山元康生の吹奏楽トレーニング!│第9回
「バッテリー練習」「分割⇒結合練習」で自信がつきます
「分割⇒結合練習」について例を示しておきます(譜例6)。
有名なタファネル=ゴーベールの第1番の最後のほうです。
この循環パッセージも大変難しいです。
タファネル=ゴーベール「17の毎⽇の練習第1番」より
1からのエクササイズは常に記譜より1オクターブ上で、長いスラーを付けて練習します。
1のようなバッテリー練習を丁寧に練習すると、もとの形に戻した時に簡単に吹くことができます。
2で、それぞれの拍+次の1音を何回も練習します。
3 2拍つなぐと少し難しくなります。この場合もリズム変奏を応用してください。
4循環させるために2拍目+3拍目、4拍目+1拍目の練習もします。
以上の練習を丁寧に行えば1のバッテリー練習は、スムーズに吹くことができるようになります。
指のフォームが悪いと苦労します
指のフォームにも気をつけてください。
キィのストロークは3.5mm~3.8mmぐらいです。
それよりもはるかに高く、キィから離れた位置に指を待機させているのはムダな動きをすることになります。
画像1と画像2を見てください。
画像1のF♯3ではキィを押さえていない中指と小指が高く上がっていますね。しかも中指と小指の高さが違います。次の画像2のG♯3では、それらの指は同時にキィを押さえなければならないのですが、移動する距離が極端に違うと動作が不正確になってしまいます。
画像3と画像4のように、なるべくキィから指が離れないフォームに習慣づけられるように鏡を見て練習してください。
なお、この連載では5のような付点のリズム変奏は採用しておりません。
その理由としては、難しくない部分では正確な付点のリズムで吹くことができますが、難しい部分になると5aのように付点が3連符に近くなってしまうためです。
正確でないリズムで吹くということは自分でコントロールができていないということになります。
付点で練習しても害はないのですが、その時間を自分でコントロールできるリズムでの練習に使うほうが良いと思います。

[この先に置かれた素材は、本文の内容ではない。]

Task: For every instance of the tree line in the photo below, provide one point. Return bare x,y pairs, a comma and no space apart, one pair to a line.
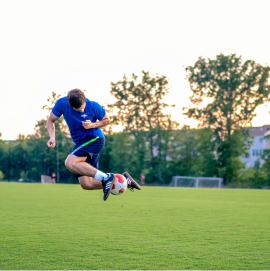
151,142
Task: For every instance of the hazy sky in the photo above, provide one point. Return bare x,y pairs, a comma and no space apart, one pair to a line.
59,45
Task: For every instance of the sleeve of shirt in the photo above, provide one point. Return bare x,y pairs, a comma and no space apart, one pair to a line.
99,111
58,108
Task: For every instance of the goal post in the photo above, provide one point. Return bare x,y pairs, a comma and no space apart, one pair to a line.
46,179
185,181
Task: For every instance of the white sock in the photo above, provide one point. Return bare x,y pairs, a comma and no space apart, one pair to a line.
101,176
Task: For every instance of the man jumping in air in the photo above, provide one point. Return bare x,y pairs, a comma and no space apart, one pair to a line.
81,116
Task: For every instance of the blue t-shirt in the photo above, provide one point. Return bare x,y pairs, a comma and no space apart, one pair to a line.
93,112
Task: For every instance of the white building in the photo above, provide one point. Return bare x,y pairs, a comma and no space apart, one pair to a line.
258,145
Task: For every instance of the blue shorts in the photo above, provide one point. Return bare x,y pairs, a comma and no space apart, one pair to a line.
90,147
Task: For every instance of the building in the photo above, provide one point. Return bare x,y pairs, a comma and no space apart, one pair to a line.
259,143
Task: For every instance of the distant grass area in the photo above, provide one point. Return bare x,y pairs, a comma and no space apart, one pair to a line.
64,227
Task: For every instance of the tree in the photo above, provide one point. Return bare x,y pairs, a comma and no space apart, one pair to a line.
140,108
235,90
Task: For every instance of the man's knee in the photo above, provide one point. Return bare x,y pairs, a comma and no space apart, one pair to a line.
69,163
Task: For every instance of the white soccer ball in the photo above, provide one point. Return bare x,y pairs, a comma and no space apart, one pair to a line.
120,185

【譜例7】のシューベルトでは3連符をリズム変奏「for 3 notes」や「for 6 notes」で練習した後に、5のように4連符×3とみなして「for 4 notes」のリズム変奏でも練習すると、より効果的です。
シューベルト「しぼめる花による変奏曲」第2変奏より
シュターミッツで取り上げた「すべっている状態」になりやすいのが、【譜例8】のライネッケの協奏曲です。
ライネッケ作曲「協奏曲」第1楽章より
すべりやすい音であるスラーの最初の音を1のように長い音価で吹くリズムで、ゆっくりから丁寧に練習しましょう。

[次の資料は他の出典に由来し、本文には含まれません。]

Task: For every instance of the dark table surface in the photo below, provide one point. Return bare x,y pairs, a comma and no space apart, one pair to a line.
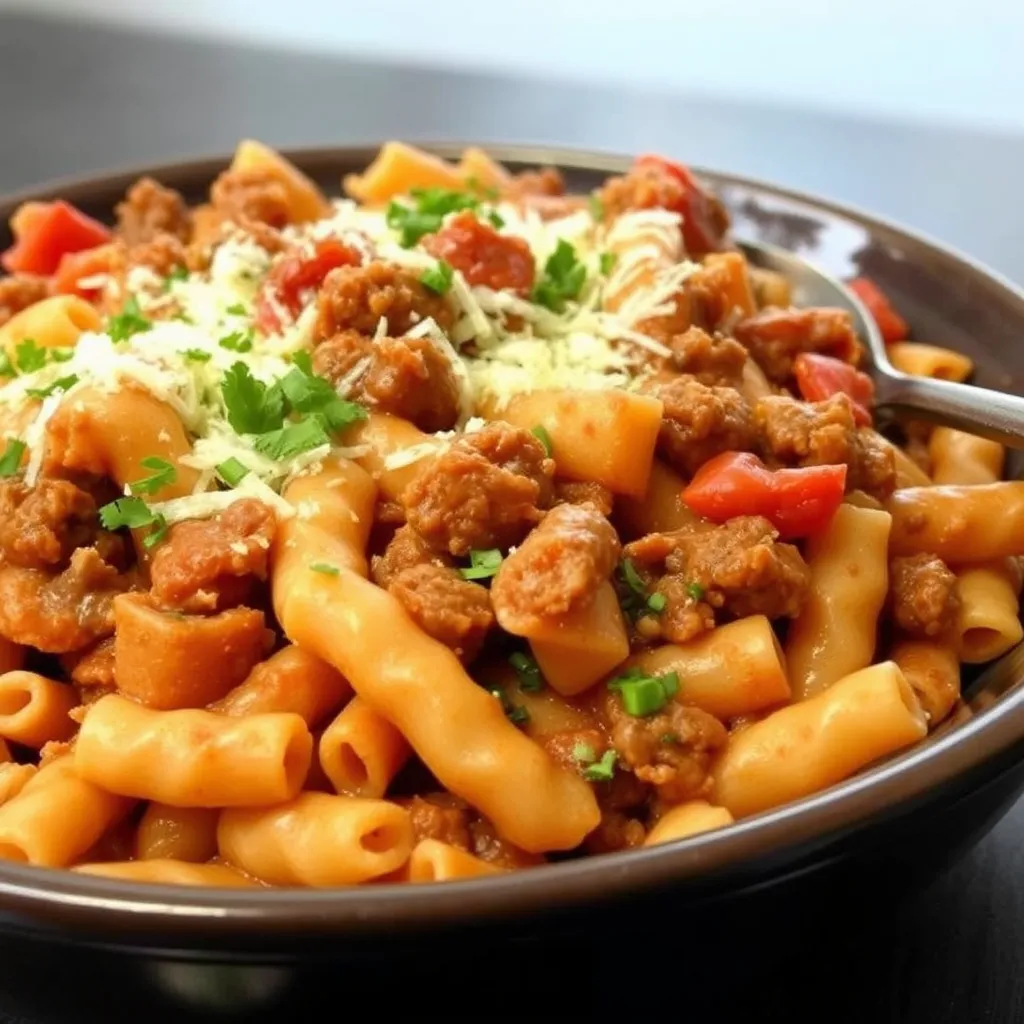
83,98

テンポを上げてタンギングが間に合わない時は、2で付点のタブルタンギングの練習をしてから3のように指と合わせていきます。
ゆっくりのテンポから次第に速くしていくわけですが、リズムを3連符に戻す必要はありません。
テンポが速くなると、とてもこのリズムで吹くことはできず、自然と3連符になっていきます。